Issuers effectively do need to offer 3D secure, since they are liable for all fraud that happens on 3DS-enabled transactions. It's just their choice on whether they choose to require authentication at all, some, or no transactions.

The US has more of a free market approach here, and experience has shown that the conversion rate hit is often much more severe than the reduction in fraud. Consumers will just use the most convenient card, and that turns out to be the one that just lets them buy (almost) everything without additional challenges.

The EU is taking the approach of forcing all issuers to challenge cardholders for most (higher value/risk) transactions. Given that the rules are the same for everyone, cardholders have nowhere to "escape" to – and issuers finally were forced to invest into making their implementations more usable.

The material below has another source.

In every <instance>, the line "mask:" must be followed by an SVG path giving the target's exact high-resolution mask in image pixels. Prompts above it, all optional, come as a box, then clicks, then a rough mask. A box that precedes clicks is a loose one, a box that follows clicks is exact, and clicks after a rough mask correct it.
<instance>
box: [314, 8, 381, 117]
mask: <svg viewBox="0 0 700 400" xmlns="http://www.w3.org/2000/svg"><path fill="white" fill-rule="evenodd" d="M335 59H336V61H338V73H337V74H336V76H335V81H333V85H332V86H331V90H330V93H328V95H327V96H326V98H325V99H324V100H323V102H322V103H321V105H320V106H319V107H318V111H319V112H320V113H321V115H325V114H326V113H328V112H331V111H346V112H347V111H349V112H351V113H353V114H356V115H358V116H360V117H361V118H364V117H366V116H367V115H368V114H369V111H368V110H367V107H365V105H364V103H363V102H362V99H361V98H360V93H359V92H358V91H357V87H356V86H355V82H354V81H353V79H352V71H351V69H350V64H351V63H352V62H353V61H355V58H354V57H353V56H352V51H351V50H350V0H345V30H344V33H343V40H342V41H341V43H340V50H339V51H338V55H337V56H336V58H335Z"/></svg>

Capital One offers it on their certain credit cards. Somehow Google Chrome, when you save Capital One card in it, offers to generate virtual directly from Chrome.
How is that absurd? There is approximately zero consumer demand for stuff like this. Remember when chip cards were deployed 10 years ago and everyone was annoyed at how chip readers forced them to have the card out longer? Or how Amazon often doesn't check CVV numbers because doing do would increase attrition?

Of course a few of the largest banks find it worthwhile to add a page to their website where you can generate virtual card numbers, but it's not a huge win for them by any means even when they're liable for stolen cards.